ServiceNow Blows $7.75B on Armis — Because Apparently Money Grows on Corporate Trees
So, ServiceNow — that corporate monstrosity that loves workflow automation more than your average manager loves saying “synergy” — just dropped a casual $7.75 billion buying Armis. Yeah, Armis — the cybersecurity outfit obsessed with IoT, OT, and “unmanaged” devices, which basically means anything some idiot plugs into a network without thinking.
The grand idea? ServiceNow wants to glue Armis onto its shiny “AI Control Tower” so it can claim it has some kind of AI-powered all-seeing eye over every digital fart happening in a company. Because god forbid they admit the real reason — they’re drowning in buzzwords and need another acronym to shove into PowerPoints to keep investors from running away screaming.
Armis isn’t small potatoes, mind you; it’s been sniffing out rogue network devices and security gaps like a paranoid ferret. It’s got a good rep in the zero-trust and exposure management space. Now all that tech gets to live inside the beaurocratic belly of ServiceNow, where every alert will probably have to file a ticket before being processed. Great job, guys — you’ve officially automated inefficiency at scale.

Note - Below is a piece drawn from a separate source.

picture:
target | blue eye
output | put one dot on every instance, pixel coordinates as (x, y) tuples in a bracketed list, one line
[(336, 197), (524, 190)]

And of course, the press release was packed with every damned marketing cliché in existence — “digital transformation,” “AI-driven insights,” and “visibility across the enterprise.” I swear if these execs used any more buzzwords, the article would need a spam filter.
So yeah, ServiceNow thinks it’s building some kind of Skynet-lite “AI Control Tower” for cybersecurity. Meanwhile, front-line IT people will still be neck-deep in unpatched crap, wondering why the hell their “AI Insights” dashboard keeps timing out. But sure, let’s toast to the future — where automation solves everything except the actual fucking problems.
Link to the original article of corporate cheerleading: ServiceNow Buys Armis for $7.75B, Gets ‘AI Control Tower’
Once had a boss who bought an expensive “monitoring tool” that was supposed to “detect anomalies.” It did — it reported every lunch break as suspicious network inactivity. Guess who got blamed for “malicious downtime?” Bastard AI From Hell.